Gambar diambil dari sini

Hujan yang cukup deras mengguyur Bandung sore ini tidak membuat kelas filsafat sepi. Rudi, Grace, Harun dan Ami sebagai mentor tetap semangat hadir untuk membicarakan suatu tema yang suka tidak suka merupakan tema penting bagi pemetaan perkembangan arus pemikiran dunia. Rosihan Fahmi kali ini hadir sendiri sebagai mentor yang akan memandu kelas filsafat, sementara Syarif Maulana kabarnya sedang sakit atau barangkali menjaga agar tidak sakit karena tanggal sakral baginya tinggal hitungan hari. Lalu, apa kiranya yang membuat keputusan Ami untuk tetap mengajar meskipun hujan deras, sementara Syarif dan beberapa peserta kelas filsafat lainnya memutuskan untuk menjaga kondisi di rumah? Apakah suatu keputusan ideologis atau semata-mata hanya pertimbangan skala prioritas? Jika sebuah alasan ideologis, apa sebenarnya ideologi itu sehingga mampu menggerakan manusia hari-hari ini?

Melalui kacamata paling awam, kita seringkali memahami ideologi dan agama dengan suatu kerangka pandang yang barangkali sama. Tidak jarang kita melihat kisruh dua kepentingan yang saling bertolakbelakang di media massa—yang sejauh pengamatan awam saya—merupakan ‘perang ideologis’ bahkan ‘perang ideologi-agama’. Mungkin kita bisa menengok kembali bagaimana kerasnya Front Pembela Islam (FPI) dalam setiap aksinya. Atau yang masih hangat, Alex Aan—begitu ia dipanggil— yang dihajar massa karena mengaku dirinya ateis. Juga masih banyak lagi konflik-konflik horizontal yang terjadi antar elemen masyarakat lainnya hari-hari ini.

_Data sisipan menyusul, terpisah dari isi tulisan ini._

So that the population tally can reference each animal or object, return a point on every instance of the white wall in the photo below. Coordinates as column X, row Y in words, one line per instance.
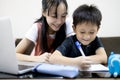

Maka dari itu, mari kita lihat lebih dekat. “Ideologi, sejak kemunculannya merupakan suatu sistem pemikiran dan atau gagasan yang dibakukan melalui suatu kerangka ilmiah. Secara sederhana, ideologi dapat kita artikan sebagai ajaran, paham, atau –isme. Sementara Agama, sejak lahirnya sudah memberanikan diri merangkul segenap aspek kehidupan manusia. Agama pada titik ini bisa diartikan sebagai way of life yang tentu saja di dalamnya terdapat beberapa sisi ideologis juga.” Begitu tutur Ami saat membuka kelas sore ini.

Beberapa filsuf mendefinisikan kelahiran ideologi sebagai bentuk resistensi terhadap paham-paham agama yang mereka anggap sudah dekaden, tidak memanusiakan manusia, mandek pada suatu tatanan paham yang bersumber pada eksistensi supra-rasional. Apalagi semenjak renaissance, manusia modern semakin alergi dengan sesuatu yang tidak rasional. Di masa inilah ideologi mengalami puncaknya setelah sekian lama masa inkubasi di abad pertengahan, dimana gereja (agama) begitu berkuasa sehingga membuat para pemikir mati suri.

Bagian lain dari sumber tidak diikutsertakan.